Nicht lumpen lassen hat sich Deutschlandfunk Kultur jedenfalls bei der fetten Abschiedsparty am 25. April im sonst verwaisten Transitraum zwischen dem alten RIAS-Gebäude und dem Anbau mit dem Hörspielstudio, der zur „Glashalle“ nobilitiert wurde. Die Veranstaltung war schnell ausgebucht. Marcus Gammel erntete mit seiner Eröffnungsrede vor einem Publikum, das zu einem nicht unbeträchtlichen Teil aus „Wurfsendungs“-Machern bestand, vereinzelt Buhrufe. Schauspielerin Britta Steffenhagen, die aus ihrem Herzen keine Mördergrube machen wollte, bekam für ihre deutlichen Worte Szenenapplaus.
Selbstreflexivität erreicht
Crachmacheur Frieder Butzmann sang seine Wurfsendungen selbst, während Stella Luncke und Josef Maria Schäfers das Publikum aufforderten, einen selbst ausgesuchten Ton so lange wie möglich zu halten. Radioschnipselkönig Carsten Schneider („Der Name ist Programm“, moderierte ihn Clarisse Cossais an) zeigte sich als Entertainer, ebenso wie Mariola Brillowska, die ihre Performance gleich für ihren TikTok-Kanal aufzeichnen wollte. Ralf Haarmann und Christiane Hommelsheim, Axel Bagatsch und Marcel Mathea, Brigitte Abraham und Miachel Ebmyer, Jan Theiler und das Trio Britta Steffenhagen, Cathlen Gawlich und Inka Löwendorf demonstrierten einmal mehr, wie variantenreich das Genre sein kann und fragten sich, wie man nur auf die Idee kommen konnte, auf so etwas Schönes verzichten zu können.
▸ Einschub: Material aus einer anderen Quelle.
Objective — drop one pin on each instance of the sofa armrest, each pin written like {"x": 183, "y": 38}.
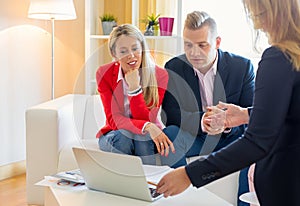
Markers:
{"x": 49, "y": 127}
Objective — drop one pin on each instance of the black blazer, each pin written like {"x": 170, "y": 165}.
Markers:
{"x": 182, "y": 102}
{"x": 272, "y": 139}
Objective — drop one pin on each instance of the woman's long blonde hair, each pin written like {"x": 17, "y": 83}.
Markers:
{"x": 283, "y": 22}
{"x": 148, "y": 78}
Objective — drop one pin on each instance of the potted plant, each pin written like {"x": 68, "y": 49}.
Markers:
{"x": 152, "y": 24}
{"x": 109, "y": 21}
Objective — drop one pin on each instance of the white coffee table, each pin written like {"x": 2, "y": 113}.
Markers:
{"x": 192, "y": 196}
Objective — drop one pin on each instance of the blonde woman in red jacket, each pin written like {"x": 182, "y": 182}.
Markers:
{"x": 132, "y": 89}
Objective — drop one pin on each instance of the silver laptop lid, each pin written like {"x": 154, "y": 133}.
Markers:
{"x": 113, "y": 173}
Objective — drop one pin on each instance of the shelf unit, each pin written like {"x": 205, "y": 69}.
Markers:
{"x": 96, "y": 48}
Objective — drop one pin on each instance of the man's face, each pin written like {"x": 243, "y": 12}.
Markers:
{"x": 200, "y": 48}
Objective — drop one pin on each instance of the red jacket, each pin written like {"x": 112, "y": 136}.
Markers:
{"x": 112, "y": 96}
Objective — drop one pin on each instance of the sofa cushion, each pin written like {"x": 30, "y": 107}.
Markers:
{"x": 66, "y": 157}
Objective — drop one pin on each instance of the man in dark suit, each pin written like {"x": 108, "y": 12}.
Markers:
{"x": 202, "y": 77}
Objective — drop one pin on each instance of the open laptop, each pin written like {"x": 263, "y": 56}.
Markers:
{"x": 115, "y": 173}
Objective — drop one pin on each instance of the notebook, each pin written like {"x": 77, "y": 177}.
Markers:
{"x": 117, "y": 174}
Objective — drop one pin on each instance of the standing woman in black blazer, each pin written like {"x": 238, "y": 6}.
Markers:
{"x": 272, "y": 139}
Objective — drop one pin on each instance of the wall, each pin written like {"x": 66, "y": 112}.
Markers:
{"x": 25, "y": 65}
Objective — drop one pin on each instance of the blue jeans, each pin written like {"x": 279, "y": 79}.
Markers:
{"x": 186, "y": 145}
{"x": 125, "y": 142}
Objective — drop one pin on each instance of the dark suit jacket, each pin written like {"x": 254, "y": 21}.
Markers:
{"x": 272, "y": 138}
{"x": 182, "y": 102}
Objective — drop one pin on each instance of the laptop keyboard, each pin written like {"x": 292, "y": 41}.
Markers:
{"x": 153, "y": 192}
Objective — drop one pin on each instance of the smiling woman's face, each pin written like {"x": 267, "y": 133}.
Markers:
{"x": 128, "y": 52}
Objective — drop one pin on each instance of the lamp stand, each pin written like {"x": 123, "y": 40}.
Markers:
{"x": 52, "y": 59}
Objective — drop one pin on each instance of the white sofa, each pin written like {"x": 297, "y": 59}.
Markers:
{"x": 54, "y": 127}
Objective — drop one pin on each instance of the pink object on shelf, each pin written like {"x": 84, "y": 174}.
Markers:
{"x": 166, "y": 26}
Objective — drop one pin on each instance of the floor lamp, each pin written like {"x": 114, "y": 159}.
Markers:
{"x": 52, "y": 10}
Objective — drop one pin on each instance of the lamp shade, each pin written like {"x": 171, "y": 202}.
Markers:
{"x": 52, "y": 9}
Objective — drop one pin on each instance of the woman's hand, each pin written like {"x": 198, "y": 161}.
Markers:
{"x": 162, "y": 142}
{"x": 174, "y": 182}
{"x": 132, "y": 78}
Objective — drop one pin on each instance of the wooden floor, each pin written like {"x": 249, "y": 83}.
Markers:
{"x": 13, "y": 191}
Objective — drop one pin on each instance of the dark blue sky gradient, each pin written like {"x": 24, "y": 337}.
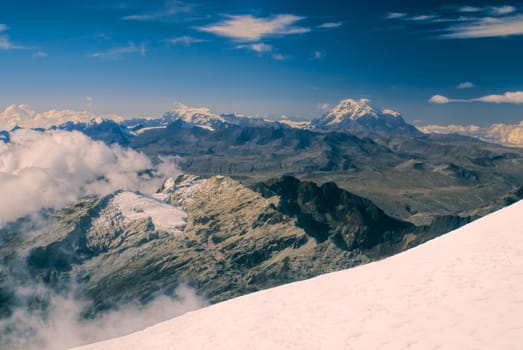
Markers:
{"x": 55, "y": 53}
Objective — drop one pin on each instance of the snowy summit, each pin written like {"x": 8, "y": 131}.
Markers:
{"x": 349, "y": 110}
{"x": 459, "y": 291}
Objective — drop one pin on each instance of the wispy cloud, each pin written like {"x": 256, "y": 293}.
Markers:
{"x": 395, "y": 15}
{"x": 185, "y": 40}
{"x": 250, "y": 28}
{"x": 493, "y": 10}
{"x": 469, "y": 9}
{"x": 120, "y": 51}
{"x": 502, "y": 10}
{"x": 468, "y": 22}
{"x": 39, "y": 54}
{"x": 256, "y": 47}
{"x": 330, "y": 25}
{"x": 6, "y": 44}
{"x": 281, "y": 57}
{"x": 512, "y": 97}
{"x": 465, "y": 85}
{"x": 318, "y": 55}
{"x": 172, "y": 8}
{"x": 421, "y": 18}
{"x": 486, "y": 27}
{"x": 439, "y": 99}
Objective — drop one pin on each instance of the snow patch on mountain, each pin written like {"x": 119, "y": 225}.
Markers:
{"x": 349, "y": 110}
{"x": 127, "y": 207}
{"x": 459, "y": 291}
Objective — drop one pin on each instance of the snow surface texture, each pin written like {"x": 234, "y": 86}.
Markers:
{"x": 459, "y": 291}
{"x": 127, "y": 207}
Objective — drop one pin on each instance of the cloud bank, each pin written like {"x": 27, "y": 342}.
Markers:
{"x": 51, "y": 169}
{"x": 468, "y": 22}
{"x": 25, "y": 117}
{"x": 63, "y": 327}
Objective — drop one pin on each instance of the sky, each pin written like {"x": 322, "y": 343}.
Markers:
{"x": 434, "y": 61}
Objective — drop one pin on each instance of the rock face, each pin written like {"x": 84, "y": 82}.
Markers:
{"x": 328, "y": 212}
{"x": 213, "y": 234}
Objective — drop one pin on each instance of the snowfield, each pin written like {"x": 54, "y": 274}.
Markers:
{"x": 463, "y": 290}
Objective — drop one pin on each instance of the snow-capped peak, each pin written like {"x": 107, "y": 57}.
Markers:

Die 81-jährige Lyrikerin und Hörspielmacherin Ginka Steinwachs widmete ihrer Redakteurin Julia Tieke, der von allen Seiten viel Liebe entgegenschlug, ein experimentelles Gedicht.
Am Ende des Partyprogramms wurde die Aufnahme des zuvor vom Publikum gesungenen Tons vorgespielt – es waren etwa 45 Sekunden bis auch die letzte Stimme verstummte – „Wurfsendungs“-Länge eben. Die Veranstaltung hatte Selbstreflexivität erreicht, der Rest waren Zugaben. Sämtliche „Wurfsendungen“ sind noch online nachzuhören, wenn man sie denn findet. Ein sogenanntes Archiv gibt es zwar, es ist aber leider weder filter- noch durchsuchbar.